Johnny Hon: Bridging The Worlds Of Biotech And Fintech
April 2, 2018 | BY Hong Kong Tatler
For the Global Group’s Johnny Hon, biotech companies are at the cutting edge of medical research and can also offer big rewards for far-sighted investors
Global Group Focus
Whether they’re searching for a cure for cancer or a way to end the opioid epidemic in the US, biotech companies can be exciting and hugely rewarding investments—both in terms of financial reward and in the satisfaction of funding scientific advances that may help humanity.
But they’re not for the faint-hearted. Investing in the biotech sector is a highly specialised endeavour, as it can take a long time and a lot of money to develop a promising research idea into a treatment that can actually be used on people, with many hurdles to jump along the way and no guarantee that the research will lead to a viable treatment.
This can be daunting, but it is a world that Johnny Hon understands well. The chairman and founder of the Global Group has a doctorate in psychiatry from Cambridge University, where he specialised in dementia treatments and has spent most of his career as a venture capitalist. This combination of expertise in science and finance is key to his understanding of the value of research and the process of advancing it to the point where there is a breakthrough and buyers come knocking.

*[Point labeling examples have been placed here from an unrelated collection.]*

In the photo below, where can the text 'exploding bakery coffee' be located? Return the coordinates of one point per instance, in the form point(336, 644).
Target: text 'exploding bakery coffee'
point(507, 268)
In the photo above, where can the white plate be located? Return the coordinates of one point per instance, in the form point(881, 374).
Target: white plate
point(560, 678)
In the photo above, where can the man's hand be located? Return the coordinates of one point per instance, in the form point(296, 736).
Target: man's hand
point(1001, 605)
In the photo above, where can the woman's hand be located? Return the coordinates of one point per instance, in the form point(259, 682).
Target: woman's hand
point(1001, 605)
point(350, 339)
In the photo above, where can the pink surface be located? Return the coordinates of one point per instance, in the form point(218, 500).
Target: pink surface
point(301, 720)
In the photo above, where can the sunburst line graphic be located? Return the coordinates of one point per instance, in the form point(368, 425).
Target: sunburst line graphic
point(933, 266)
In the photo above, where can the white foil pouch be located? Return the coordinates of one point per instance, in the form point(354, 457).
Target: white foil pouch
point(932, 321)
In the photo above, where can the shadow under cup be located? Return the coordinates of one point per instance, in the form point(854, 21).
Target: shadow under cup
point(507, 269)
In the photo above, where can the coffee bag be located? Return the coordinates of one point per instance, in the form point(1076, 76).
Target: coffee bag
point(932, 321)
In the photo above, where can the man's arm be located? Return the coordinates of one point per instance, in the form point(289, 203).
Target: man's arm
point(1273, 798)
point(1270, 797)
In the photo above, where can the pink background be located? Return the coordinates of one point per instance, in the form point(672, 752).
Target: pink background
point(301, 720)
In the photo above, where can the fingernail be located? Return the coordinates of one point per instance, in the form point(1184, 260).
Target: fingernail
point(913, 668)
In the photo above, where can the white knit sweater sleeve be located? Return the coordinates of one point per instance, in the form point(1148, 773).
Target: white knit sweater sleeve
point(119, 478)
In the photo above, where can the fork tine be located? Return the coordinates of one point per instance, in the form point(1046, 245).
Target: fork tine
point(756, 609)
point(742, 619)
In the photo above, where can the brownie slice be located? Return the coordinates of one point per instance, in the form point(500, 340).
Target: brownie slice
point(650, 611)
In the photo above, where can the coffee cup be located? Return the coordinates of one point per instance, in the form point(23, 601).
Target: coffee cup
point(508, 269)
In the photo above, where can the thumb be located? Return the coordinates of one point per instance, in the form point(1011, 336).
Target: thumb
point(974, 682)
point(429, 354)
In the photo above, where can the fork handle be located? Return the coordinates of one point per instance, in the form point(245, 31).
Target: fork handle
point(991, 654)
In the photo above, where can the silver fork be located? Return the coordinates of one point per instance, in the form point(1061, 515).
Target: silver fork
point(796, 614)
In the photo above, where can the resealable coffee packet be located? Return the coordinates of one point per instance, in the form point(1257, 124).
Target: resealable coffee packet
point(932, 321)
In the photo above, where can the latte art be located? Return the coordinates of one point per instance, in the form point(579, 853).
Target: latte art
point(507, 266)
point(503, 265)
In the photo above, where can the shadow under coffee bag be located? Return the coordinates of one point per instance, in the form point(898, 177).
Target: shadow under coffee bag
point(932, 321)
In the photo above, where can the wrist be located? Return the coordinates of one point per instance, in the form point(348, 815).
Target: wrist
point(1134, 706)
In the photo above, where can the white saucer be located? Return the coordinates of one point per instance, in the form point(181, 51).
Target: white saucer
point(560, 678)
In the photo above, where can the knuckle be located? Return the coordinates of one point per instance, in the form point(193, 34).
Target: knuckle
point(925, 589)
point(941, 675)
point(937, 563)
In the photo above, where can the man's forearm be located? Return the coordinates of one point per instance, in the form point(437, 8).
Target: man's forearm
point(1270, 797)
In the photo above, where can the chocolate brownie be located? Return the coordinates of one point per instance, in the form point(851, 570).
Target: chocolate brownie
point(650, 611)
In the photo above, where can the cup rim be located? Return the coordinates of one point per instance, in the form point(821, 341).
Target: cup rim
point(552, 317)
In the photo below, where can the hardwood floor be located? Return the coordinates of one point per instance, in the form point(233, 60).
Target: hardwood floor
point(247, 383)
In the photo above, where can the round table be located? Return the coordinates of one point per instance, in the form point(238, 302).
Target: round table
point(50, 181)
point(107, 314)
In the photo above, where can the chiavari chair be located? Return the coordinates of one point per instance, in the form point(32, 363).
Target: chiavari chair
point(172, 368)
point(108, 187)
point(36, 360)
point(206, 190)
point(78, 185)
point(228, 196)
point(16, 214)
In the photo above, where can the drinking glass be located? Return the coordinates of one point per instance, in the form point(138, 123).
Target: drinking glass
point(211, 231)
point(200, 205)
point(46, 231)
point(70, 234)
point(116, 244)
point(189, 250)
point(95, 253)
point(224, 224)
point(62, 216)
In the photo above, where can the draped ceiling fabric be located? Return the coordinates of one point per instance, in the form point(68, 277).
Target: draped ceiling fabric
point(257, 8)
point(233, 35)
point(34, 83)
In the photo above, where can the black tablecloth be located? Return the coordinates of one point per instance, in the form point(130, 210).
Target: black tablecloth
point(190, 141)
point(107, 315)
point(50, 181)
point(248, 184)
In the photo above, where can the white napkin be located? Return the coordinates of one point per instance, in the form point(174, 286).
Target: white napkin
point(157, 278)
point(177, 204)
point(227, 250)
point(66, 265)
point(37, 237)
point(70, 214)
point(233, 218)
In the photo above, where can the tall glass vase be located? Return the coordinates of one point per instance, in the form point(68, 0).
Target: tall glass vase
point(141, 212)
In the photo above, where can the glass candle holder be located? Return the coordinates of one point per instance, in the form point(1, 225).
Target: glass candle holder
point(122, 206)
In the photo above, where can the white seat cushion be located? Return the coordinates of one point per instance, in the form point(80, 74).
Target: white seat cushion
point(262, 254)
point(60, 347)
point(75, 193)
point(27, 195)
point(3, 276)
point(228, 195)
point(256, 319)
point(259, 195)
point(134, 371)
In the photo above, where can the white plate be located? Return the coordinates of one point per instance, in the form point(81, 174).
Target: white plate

“If you have a good product that’s looking for money, you often have to act very quickly in this market,” he says. “That can be difficult for investors who don’t have a good understanding of the science. But for us, one of the advantages is that if we like what we see, we can complete a deal within two weeks.”
Hon’s biotech investments are mostly conducted through a company called Mann Bioinvest on the Isle of Man, a self-governing British Crown dependency located in the Irish Sea between Great Britain and Ireland, of which he is co-chairman with Jim Mellon. The pair source research opportunities from their impressive roster of contacts and use the British capital markets to provide funding.
“We have the capital, we are FCA [Financial Conduct Authority] regulated in the UK, we can advise on the listing of the company and put the whole structure together,” says Hon. His biotech investments in the UK are focused on cancer treatments, but he is also exploring new areas such as the potential to replace opioids with painkillers based on medicinal cannabis. With the drug now approved for medical uses in much of the developed world, Hon sees a big opportunity.
There is also crossover with some of his other investment activities. Blockchain technologies are already gaining traction in the financial sector, but they have the potential to securely store medical records and data as well, so there is an opportunity to act as a bridge between the worlds of biotech and fintech.
“What’s exciting about biotech, and what makes it different, is that you’re investing in the progress of science and humanity,” says Hon.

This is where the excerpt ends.